Edita Gruberova, l’adieu à la reine
C’est coiffée d’une toque scintillante, assortie à sa robe de soie mauve, qu’on la redécouvre dans un enregistrement de La Flûte enchantée de 1983, au Bayerische Staatsoper – et sans doute ainsi qu’on la gardera en mémoire: dans ses habits de Reine de la nuit. Edita Gruberova, soprano slovaque de 74 ans, est décédée lundi à Zurich, annonçait le lendemain un communiqué de l’agence allemande Hilbert Artists Management. Une révérence après un demi-siècle de carrière sur les plus grandes scènes, emmenée notamment par son interprétation de la figure mozartienne.
Son timbre de soprano dite coloratura, pouvant s’envoler dans des aigus spectaculaires, l’avait prédestinée au fameux aria de la Reine de la nuit et son contre-fa.
En tout, Edita Gruberova l’incarnera 148 fois, 70 rien que sur la scène du Staatsoper de Vienne. Là où cette native de Bratislava, fuyant la Tchécoslovaquie communiste au début des années 1970, débutait en alternant petits et grands rôles.
«Ce n’était pas facile pour elle, toute sa famille était de l’autre côté du rideau de fer et régulièrement menacée, rappelle Dominique Meyer, directeur de l’institution jusqu’en 2020 et désormais à la tête de La Scala de Milan. Elle en parlait souvent.» Mais l’époque joue paradoxalement en sa faveur: «Il y avait alors un manque de grands interprètes superlatifs qu’elle est venue combler. Naturellement par ses qualités vocales extraordinaires, son agilité virtuose.»
«Les gens l’aimaient»
Une puissance vocale rare et endurante, doublée d’une technique hors pair, qui ne tarde pas à envoûter le public. Chacune de ses apparitions est un triomphe, notamment dans l’un de ses autres rôles fétiches, la Zerbinetta de Strauss. «Il y a eu ce moment assez extraordinaire lors de la création de la nouvelle production d’Ariane à Naxos en 1976, au Staatsoper, se souvient Dominique Meyer. Avec Edita Gruberova dans le rôle de Zerbinetta. Le public l’a applaudie durant 35 minutes, au beau milieu de l’opéra! Elle avait le genre de voix qui font chavirer. Les gens l’aimaient.»

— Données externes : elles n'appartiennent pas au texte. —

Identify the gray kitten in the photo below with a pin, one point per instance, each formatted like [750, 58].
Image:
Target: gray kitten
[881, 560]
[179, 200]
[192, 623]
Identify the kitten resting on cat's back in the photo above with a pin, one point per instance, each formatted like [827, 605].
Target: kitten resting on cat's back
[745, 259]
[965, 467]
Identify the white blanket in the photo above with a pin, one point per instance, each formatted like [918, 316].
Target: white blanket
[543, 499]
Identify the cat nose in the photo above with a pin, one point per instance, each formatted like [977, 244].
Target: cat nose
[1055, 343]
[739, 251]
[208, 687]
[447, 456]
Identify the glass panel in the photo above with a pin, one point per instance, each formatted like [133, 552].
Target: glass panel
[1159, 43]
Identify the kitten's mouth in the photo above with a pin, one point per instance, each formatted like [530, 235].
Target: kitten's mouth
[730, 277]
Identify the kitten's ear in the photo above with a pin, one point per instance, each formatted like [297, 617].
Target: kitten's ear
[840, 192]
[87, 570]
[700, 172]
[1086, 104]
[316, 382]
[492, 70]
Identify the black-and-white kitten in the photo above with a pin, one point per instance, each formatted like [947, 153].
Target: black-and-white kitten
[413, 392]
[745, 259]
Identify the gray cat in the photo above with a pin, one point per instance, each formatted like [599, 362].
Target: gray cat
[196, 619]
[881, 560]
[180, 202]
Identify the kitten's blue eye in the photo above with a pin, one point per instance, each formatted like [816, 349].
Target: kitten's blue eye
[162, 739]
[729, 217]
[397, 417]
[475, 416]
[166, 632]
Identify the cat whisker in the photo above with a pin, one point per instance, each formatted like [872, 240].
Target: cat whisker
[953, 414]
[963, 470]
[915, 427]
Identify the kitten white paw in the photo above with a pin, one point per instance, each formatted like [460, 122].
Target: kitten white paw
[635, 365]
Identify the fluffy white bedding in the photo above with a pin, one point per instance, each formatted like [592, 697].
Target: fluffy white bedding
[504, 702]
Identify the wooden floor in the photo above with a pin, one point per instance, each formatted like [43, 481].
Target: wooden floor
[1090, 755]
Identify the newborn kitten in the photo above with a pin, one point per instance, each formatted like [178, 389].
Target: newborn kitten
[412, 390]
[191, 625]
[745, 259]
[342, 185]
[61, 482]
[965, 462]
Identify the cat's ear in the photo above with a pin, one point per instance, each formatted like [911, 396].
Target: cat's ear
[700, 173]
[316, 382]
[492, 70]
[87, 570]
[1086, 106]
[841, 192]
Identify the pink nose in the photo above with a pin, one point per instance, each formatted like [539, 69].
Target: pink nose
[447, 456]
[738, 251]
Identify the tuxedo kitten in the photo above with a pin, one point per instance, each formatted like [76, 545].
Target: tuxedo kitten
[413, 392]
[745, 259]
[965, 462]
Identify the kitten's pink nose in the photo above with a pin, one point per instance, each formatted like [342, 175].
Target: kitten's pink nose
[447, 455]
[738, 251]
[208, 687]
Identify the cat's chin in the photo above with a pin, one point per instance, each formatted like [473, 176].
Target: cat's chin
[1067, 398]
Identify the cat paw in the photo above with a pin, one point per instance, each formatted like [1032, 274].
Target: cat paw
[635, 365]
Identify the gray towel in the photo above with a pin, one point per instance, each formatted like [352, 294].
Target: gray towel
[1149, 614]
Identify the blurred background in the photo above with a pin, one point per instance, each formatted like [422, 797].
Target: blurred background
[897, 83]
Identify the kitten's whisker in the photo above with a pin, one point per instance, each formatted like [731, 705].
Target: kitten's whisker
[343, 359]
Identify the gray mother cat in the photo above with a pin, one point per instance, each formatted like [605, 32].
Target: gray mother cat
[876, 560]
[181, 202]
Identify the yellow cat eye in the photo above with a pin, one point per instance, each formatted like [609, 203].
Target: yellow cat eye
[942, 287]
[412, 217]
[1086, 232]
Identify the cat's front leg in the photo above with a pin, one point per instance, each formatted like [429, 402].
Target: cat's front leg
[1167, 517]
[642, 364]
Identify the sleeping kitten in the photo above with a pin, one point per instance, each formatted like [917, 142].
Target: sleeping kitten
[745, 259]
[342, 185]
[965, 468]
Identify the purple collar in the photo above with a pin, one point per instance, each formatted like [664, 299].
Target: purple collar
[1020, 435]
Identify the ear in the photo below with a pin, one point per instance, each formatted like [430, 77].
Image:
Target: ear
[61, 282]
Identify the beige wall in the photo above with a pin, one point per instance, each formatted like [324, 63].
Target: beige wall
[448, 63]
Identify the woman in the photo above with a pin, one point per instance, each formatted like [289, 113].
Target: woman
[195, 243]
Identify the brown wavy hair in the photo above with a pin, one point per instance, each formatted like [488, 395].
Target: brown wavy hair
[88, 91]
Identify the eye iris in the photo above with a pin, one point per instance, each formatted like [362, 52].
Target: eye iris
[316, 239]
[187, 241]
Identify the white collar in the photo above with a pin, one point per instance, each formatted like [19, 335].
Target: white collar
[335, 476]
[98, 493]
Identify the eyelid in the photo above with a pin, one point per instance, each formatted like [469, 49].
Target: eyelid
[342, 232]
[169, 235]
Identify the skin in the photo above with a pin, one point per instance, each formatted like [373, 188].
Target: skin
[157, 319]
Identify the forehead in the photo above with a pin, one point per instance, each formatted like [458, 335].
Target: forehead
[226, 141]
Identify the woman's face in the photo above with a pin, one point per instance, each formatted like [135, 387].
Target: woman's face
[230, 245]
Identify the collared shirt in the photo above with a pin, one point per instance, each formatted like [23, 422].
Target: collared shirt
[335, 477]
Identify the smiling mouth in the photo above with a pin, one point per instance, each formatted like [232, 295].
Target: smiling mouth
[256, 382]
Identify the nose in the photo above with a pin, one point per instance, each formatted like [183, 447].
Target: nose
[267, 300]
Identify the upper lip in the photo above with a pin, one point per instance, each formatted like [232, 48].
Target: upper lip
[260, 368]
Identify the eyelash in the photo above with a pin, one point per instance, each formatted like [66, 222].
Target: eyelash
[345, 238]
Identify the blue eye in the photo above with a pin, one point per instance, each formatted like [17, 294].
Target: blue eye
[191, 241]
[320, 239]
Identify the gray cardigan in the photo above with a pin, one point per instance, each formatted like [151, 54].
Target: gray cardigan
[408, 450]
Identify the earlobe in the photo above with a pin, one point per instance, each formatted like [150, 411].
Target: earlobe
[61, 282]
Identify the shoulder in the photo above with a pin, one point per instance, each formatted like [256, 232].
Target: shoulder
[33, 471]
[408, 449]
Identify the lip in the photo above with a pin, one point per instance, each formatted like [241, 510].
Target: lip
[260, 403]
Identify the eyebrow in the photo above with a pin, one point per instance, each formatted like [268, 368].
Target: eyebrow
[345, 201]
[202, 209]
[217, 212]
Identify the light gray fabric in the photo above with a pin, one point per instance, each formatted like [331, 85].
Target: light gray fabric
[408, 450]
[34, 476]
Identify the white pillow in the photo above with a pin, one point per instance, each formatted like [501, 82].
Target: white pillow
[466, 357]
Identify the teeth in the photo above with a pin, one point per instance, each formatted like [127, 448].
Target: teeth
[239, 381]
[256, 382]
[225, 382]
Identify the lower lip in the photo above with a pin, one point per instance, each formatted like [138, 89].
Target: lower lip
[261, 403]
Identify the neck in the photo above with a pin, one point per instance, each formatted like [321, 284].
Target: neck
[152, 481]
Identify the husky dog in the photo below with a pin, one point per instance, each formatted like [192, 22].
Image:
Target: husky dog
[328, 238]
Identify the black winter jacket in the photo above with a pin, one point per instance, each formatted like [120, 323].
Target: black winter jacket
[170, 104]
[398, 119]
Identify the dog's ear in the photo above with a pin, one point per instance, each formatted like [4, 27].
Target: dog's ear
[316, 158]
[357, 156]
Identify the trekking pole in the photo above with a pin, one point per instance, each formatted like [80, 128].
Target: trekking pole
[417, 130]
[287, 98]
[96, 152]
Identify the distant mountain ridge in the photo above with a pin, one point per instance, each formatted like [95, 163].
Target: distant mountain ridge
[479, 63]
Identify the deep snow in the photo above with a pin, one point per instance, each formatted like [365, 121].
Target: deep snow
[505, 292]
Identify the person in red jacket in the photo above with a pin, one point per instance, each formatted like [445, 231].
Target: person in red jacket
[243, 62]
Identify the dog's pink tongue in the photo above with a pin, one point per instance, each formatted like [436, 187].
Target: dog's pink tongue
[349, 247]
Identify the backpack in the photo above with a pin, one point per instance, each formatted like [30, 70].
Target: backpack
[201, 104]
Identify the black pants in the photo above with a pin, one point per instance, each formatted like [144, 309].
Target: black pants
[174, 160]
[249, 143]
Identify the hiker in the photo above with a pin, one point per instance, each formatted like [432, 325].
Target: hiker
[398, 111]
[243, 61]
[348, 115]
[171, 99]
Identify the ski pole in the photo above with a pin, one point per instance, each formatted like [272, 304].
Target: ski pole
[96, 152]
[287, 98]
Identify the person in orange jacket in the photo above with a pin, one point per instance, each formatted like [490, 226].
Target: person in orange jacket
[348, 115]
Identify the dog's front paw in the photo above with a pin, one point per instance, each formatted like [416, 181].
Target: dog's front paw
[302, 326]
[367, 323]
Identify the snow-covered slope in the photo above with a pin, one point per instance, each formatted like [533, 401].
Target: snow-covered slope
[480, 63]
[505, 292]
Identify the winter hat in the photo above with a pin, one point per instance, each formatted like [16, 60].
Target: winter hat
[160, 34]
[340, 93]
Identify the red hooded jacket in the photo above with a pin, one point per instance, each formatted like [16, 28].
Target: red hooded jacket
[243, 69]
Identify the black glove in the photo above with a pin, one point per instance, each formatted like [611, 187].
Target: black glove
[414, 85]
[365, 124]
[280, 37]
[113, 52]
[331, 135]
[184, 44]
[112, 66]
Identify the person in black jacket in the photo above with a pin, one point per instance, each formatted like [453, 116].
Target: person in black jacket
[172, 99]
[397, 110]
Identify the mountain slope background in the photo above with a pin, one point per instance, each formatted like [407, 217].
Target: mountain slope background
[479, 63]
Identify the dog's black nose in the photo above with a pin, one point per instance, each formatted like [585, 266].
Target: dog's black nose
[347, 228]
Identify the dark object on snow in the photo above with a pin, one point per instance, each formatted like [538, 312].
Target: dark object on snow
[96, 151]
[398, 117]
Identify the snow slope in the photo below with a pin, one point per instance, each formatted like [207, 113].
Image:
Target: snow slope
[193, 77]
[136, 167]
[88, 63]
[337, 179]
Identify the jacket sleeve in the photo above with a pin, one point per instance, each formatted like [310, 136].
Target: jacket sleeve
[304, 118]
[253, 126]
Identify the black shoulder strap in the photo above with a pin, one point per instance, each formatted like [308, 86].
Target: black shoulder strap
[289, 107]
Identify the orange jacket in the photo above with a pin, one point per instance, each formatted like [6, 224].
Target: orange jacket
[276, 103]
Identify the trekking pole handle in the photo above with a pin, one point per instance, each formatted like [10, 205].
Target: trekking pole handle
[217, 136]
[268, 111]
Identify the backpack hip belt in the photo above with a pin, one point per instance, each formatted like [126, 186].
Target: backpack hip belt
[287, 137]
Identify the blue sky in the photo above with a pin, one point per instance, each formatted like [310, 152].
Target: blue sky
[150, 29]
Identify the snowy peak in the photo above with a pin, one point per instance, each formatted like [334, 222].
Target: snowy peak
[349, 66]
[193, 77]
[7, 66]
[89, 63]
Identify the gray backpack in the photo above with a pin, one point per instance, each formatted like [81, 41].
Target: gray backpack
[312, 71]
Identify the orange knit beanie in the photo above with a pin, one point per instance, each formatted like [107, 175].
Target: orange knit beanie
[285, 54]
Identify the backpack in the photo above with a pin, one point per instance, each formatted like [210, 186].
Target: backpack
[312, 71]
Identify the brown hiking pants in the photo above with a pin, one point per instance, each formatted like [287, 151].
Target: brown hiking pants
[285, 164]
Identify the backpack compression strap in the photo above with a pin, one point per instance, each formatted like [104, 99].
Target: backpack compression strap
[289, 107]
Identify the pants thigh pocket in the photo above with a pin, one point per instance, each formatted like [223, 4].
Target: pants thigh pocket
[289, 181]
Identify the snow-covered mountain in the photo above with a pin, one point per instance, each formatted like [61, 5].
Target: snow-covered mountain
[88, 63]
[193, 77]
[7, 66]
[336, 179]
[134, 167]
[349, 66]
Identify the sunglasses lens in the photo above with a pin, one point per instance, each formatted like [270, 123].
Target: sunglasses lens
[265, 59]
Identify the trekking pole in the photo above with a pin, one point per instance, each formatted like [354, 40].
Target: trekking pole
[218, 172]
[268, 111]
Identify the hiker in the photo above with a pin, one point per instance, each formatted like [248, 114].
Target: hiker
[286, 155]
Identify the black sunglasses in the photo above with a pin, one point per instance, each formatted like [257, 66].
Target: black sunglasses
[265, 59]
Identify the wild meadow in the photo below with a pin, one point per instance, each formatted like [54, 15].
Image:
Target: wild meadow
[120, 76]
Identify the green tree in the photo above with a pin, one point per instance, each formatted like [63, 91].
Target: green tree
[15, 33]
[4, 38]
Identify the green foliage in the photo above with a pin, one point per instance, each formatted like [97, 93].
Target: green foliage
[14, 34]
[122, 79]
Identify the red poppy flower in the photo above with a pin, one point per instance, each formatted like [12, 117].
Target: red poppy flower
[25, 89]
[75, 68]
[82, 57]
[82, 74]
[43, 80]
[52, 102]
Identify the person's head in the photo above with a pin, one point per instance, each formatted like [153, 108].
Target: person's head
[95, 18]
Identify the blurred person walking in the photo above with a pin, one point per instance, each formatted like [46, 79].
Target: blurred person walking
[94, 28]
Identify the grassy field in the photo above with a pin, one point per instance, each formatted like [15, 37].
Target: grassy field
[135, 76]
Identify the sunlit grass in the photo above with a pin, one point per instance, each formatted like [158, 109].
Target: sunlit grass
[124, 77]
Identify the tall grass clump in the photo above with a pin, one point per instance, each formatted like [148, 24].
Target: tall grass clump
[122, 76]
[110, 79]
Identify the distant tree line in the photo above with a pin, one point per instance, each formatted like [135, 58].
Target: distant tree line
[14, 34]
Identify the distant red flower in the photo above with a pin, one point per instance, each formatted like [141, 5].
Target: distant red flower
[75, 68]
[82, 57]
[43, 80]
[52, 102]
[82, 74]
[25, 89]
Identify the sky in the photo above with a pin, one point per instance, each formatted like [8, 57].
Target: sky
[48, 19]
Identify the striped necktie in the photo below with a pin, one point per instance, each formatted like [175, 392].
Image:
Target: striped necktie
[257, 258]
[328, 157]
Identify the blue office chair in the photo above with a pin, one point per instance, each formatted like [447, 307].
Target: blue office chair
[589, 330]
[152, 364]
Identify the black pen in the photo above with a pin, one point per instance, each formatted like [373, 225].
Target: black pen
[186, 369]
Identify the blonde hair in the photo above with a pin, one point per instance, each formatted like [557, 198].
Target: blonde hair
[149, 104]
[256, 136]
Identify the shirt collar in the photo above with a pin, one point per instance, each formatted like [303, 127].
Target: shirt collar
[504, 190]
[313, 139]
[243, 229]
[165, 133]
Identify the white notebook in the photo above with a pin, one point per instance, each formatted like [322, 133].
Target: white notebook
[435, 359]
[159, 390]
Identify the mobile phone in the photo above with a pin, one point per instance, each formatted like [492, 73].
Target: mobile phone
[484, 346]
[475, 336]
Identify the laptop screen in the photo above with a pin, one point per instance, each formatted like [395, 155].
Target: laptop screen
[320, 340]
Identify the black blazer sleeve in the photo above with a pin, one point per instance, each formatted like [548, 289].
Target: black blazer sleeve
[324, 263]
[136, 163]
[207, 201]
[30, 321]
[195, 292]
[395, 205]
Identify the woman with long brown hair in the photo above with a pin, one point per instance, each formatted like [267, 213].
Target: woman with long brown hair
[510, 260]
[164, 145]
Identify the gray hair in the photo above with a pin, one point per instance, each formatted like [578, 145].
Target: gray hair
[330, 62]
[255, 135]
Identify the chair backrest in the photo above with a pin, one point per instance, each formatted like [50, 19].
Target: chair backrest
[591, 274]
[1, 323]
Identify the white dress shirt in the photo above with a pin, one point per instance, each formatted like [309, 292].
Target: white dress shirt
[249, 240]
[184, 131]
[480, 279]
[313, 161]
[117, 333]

Adulée, véritable Callas de l’Europe centrale capable de provoquer des files d’attente interminables, Edita Gruberova n’en était pas moins une personne simple, souligne Dominique Meyer. «On la voyait se promener, sac plastique à la main, sans trop faire de cas de la manière dont elle était vêtue. Elle aimait raconter des histoires, elle était très drôle et très agréable avec les techniciens, son habilleuse l’adorait! Elle ne faisait la grande diva que sur scène.»
La cantatrice foulera celles de l’Opéra de Munich ou de Zurich, ses «maisons», en muse de Strauss comme de Mozart. Avant d’embrasser le répertoire bel canto, de Lucia di Lammermoor à Anna Bolena.
«Servir des génies»
Une scène qu’Edita Gruberova peinera à quitter, enchaînant les concerts jusque dans ses dernières années – et même une tournée au Japon en 2016. «Elle se battait pour continuer sa carrière, c’était sa vie», confirme Dominique Meyer. C’est finalement lors d’un concert de gala, en juin 2018, que la soprano a fait ses adieux à l’Opéra de Vienne, avant de se retirer complètement de la scène lyrique fin 2019.
Mardi, les hommages à la légende se sont multipliés. «Elle était l’une des meilleures sopranos du monde. Elle disait que son destin était de servir des génies tels que Mozart, Bellini, Schubert ou Donizetti», a notamment souligné la présidente slovaque Zuzana Caputova. «La voix d’Edita Gruberova reste en nous pour toujours.»